GravewormI used to have a very nice Graveworm t-shirt. It was purple colour with, if I remember rightly, a graveyard and a cross. The band has outlasted my t-shirt and has been pouring out gothically dark metal for 23 years, releasing eight albums prior to this one. I have two, “Engraved in Black” (2003) and “Fragments of Death” (2011). Both are surprisingly uplifting, considering the genre and style.

“Ascending Hate” has the usual ingredients of a Graveworm album but I was disappointed. I found it a bit flat. “To the Empire of Madness”, which is the fourth track of the album, has fire and raucousness but sounded tired.

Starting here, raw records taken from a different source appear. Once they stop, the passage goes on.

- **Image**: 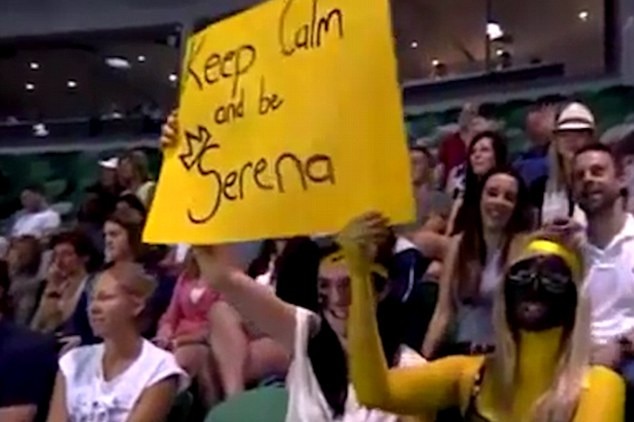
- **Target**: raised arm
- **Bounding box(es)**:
[194,246,295,353]
[340,215,469,415]
[574,366,625,422]
[422,235,460,359]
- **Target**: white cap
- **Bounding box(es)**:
[99,157,119,170]
[555,103,595,132]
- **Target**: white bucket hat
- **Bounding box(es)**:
[555,103,596,132]
[99,157,119,170]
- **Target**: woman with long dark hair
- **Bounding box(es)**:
[447,131,508,234]
[340,214,625,422]
[190,239,422,422]
[423,166,531,358]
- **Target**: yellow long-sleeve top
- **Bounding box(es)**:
[344,245,625,422]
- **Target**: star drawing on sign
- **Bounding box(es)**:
[178,125,220,173]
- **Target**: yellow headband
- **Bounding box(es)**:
[321,251,388,279]
[526,239,583,277]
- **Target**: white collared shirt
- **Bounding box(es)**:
[583,214,634,344]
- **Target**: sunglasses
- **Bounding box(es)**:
[507,270,572,294]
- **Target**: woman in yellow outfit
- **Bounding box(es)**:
[339,214,625,422]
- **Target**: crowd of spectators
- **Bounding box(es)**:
[0,102,634,422]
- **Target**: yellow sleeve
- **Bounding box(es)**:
[574,366,625,422]
[344,241,478,415]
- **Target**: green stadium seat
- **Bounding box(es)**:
[205,387,288,422]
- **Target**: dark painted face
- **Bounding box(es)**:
[504,255,577,331]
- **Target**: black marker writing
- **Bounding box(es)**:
[278,0,343,56]
[178,125,220,172]
[184,128,335,224]
[258,76,284,115]
[187,44,257,97]
[214,88,244,125]
[181,37,205,94]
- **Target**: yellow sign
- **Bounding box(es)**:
[144,0,413,244]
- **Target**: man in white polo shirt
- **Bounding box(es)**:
[11,185,61,238]
[572,144,634,408]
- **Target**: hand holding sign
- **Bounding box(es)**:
[145,0,413,244]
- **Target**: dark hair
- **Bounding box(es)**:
[49,229,101,272]
[452,131,508,234]
[247,239,275,278]
[455,168,531,302]
[298,244,402,417]
[0,260,13,318]
[22,183,44,195]
[117,193,147,218]
[409,145,434,163]
[106,210,147,260]
[50,230,94,258]
[119,149,150,182]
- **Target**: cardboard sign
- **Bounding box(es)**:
[144,0,414,244]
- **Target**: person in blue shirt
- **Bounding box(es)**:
[513,105,556,186]
[0,261,57,422]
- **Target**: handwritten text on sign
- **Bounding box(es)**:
[145,0,412,243]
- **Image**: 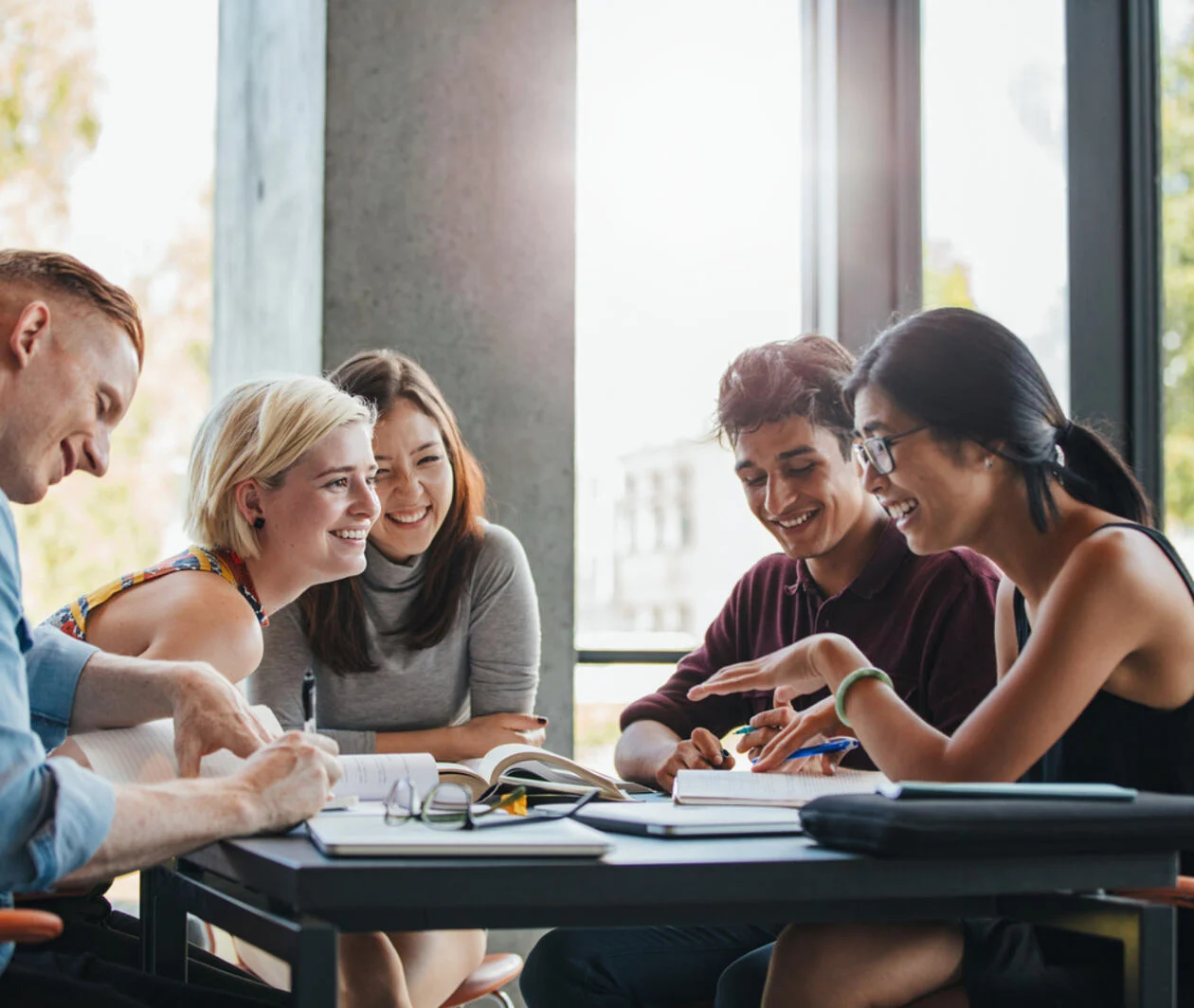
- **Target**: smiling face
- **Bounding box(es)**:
[369,399,456,564]
[854,385,1003,555]
[253,423,377,587]
[734,417,867,560]
[0,301,139,504]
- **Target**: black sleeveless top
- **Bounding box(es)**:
[1012,522,1194,860]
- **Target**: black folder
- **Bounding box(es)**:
[800,792,1194,858]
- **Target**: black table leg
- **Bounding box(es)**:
[290,917,339,1008]
[1000,895,1177,1008]
[141,866,187,981]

It’s hard to say there’s anything wrong with it, as darkness, misery and melody mix on “Blood Torture Death” and other tracks but it doesn’t resonate. I found myself picking out highlights rather than being in a state of constant awe and delight. One of those highlights featured in the opening track “The Death Heritage”. A prolonged calm passage is interrupted by a veritable storm. Lashings of fast and furious black metal follow. There’s a mix of fury and calm. It’s a land of confusion, aided by the familiar gut-bursting vocals and tangy instrumentals. Elsewhere there are long growls, whistling keys and passages which border on epic melancholy and hopelessness. There’s a constant world of blackness and fire, with the occasional haunting element. Gothic black metal riffs give rise to an atmosphere of foreboding. I did like “Liars to the Lions” with its Swedish style melo-death riff, ghostly keys and those growly vocals. Changes of pace do not detract from the blood letting as this template for a Graveworm track hammers away. I was less impressed by “Rise Again”, a Hypocrisy style dirge. Fires blaze all round, gothic touches emanate from the piano as it momentarily slows down and then, after a scream, disappears into hopelessly ferocious melancholy. The guitars ring out. “Son of Lies” fires forward mercilessly save a choral break, and “Nocturnal Hymns Part II (Death’s Anthem)” closes with its dark and gothic cries. It’s ok but there’s nothing new on the table here.

“Ascending Hate” has much to commend itself and has elements of fire in the instrumental and vocal mix, as all Graveworm albums do, but for me the power never broke out and I was looking for special moments to lift it above the mundane. I concluded that this isn’t my favourite Graveworm album.